“Come here, Pixie, please! Stand before me! You have heard what Ellen says! Was it Mademoiselle’s room out of which you were coming?”

“It—was, Miss Phipps!” said Pixie, with a gulp; and a groan of dismay sounded through the room, at which Miss Phipps’s eyes sent out a flashing glance.

“Silence, please! Leave this to me! Was it you who let the bottle fall and broke it, then, though you would not acknowledge it when I asked just now?”

Pixie’s lips moved, but she seemed so paralysed with fear that she had to repeat her words twice over before they could be heard.

“No, I—I didn’t break it, Miss Phipps! I didn’t break it!”

“Do you mean to say you know nothing about it? Did you not notice it when you were in the room? May I ask what you were doing in that room at all? You had no business in there.”

“I—I—please, Miss Phipps, the gas was down; I didn’t see anything!”

“I asked you, Pixie, what you were doing in that room?”

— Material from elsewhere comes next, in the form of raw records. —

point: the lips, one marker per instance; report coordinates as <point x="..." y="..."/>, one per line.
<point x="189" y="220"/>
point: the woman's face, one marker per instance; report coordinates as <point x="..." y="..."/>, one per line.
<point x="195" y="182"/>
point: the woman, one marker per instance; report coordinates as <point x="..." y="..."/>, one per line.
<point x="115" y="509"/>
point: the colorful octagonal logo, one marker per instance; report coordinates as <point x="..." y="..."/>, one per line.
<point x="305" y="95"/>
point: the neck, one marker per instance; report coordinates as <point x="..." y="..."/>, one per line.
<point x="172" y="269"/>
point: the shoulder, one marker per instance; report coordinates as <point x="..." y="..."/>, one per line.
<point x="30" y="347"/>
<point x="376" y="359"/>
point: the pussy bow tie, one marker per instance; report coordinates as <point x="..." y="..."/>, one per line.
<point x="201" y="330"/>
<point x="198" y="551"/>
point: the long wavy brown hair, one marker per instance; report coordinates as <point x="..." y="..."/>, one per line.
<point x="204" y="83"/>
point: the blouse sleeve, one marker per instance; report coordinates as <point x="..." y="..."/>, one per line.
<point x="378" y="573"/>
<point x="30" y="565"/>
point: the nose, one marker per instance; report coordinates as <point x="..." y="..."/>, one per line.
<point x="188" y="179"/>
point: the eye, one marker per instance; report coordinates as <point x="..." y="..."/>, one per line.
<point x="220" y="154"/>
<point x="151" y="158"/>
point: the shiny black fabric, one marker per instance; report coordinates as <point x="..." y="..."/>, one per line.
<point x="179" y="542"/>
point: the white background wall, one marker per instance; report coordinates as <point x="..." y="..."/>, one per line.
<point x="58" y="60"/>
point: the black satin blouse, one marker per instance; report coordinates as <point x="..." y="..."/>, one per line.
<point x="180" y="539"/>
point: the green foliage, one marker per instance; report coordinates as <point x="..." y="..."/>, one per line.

To the dismay of her companions, Pixie hung her head and refused to answer, and, when the question was repeated, had no reason to offer but a stammering, “It was nothing! I was doing nothing!”

“That is nonsense, Pixie; you would not go upstairs and into a strange room, to-night of all nights, without a very definite reason. I insist upon your telling me what you were doing. If it is nothing of which you are ashamed, you need surely not hesitate to speak.”